We create a unique fingerprint (also known as a cryptographic hash) for each copyright record on Binded. The record contains the image file as well as the copyright owner's name and email.

To reduce transaction fees, instead of recording each individual fingerprint on the blockchain, we fingerprint a batch of fingerprints (technically, a Merkle tree) once a day and record it on the blockchain. This effectively timestamps all the fingerprints that were part of the batch.

In the near future we will release an open source tool that allows you to decode your record and verify your registration using the blockchain. 

Why not write an individual record for each copyright? 

The cost of transaction fees makes it infeasible. It's not economical to pay a transaction fee for every individual copyright in the world. 

A few startups tried before and quickly realized it was unrealistic. Then they created private blockchains. 

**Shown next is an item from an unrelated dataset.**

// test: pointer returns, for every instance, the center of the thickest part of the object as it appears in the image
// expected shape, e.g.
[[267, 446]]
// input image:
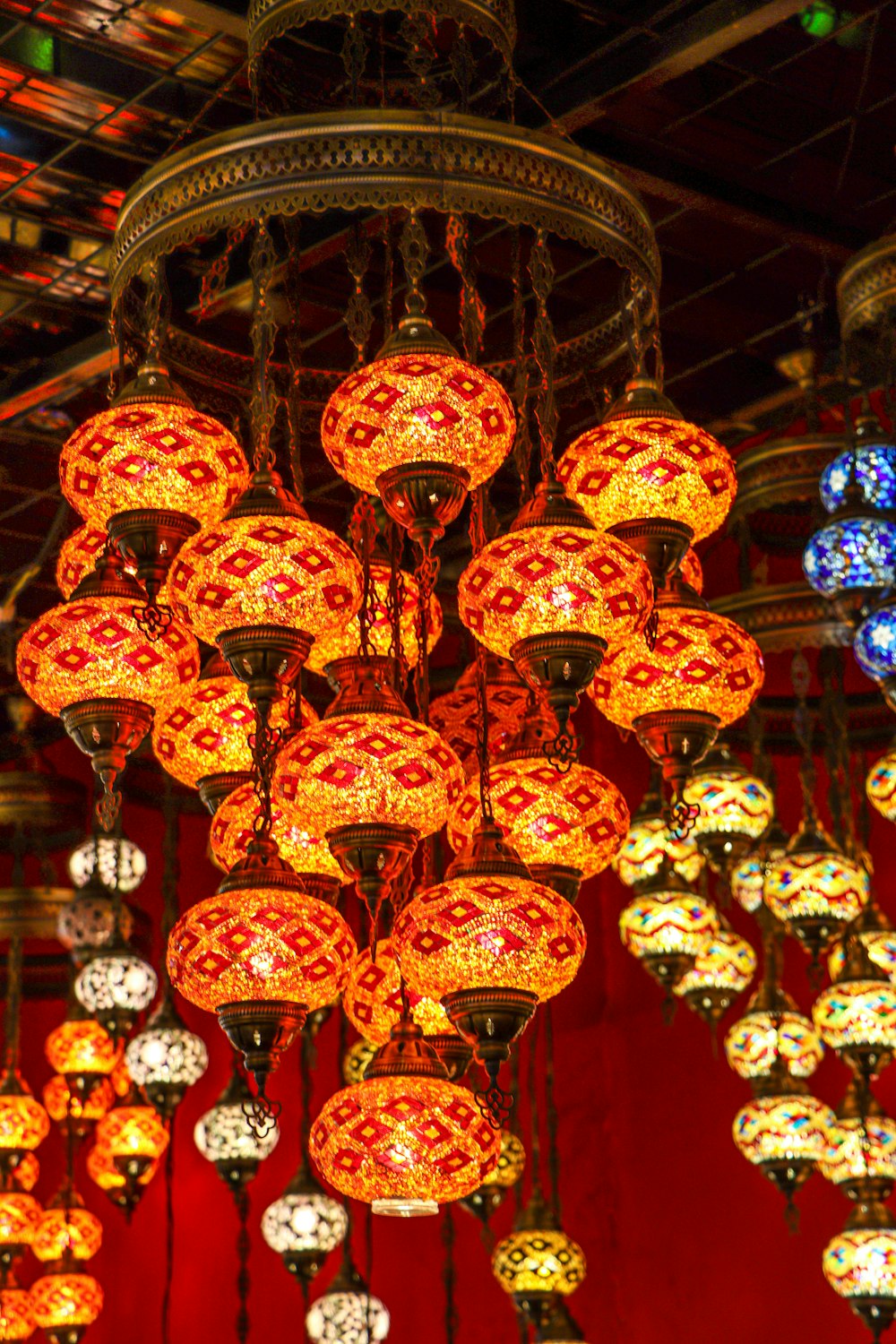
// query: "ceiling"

Why not use a private blockchain? 

Most things private blockchains do could be performed by a regular database with no added benefit. There's no need to add extra complexity. 

Bitcoin has a significant network effect. Because of all the people holding and using bitcoin, the mining incentive works well to insure that transaction go through without a central authority. Private blockchains don't have any method to make that work.  

We believe that the bitcoin blockchain will be the leading blockchain for the future and that it's best to support a single distributed protocol. 

However, long-term we're open minded. If it ever makes sense we will consider using a private blockchain. We're also open to using Ethereum. Especially when we start doing smart contracts.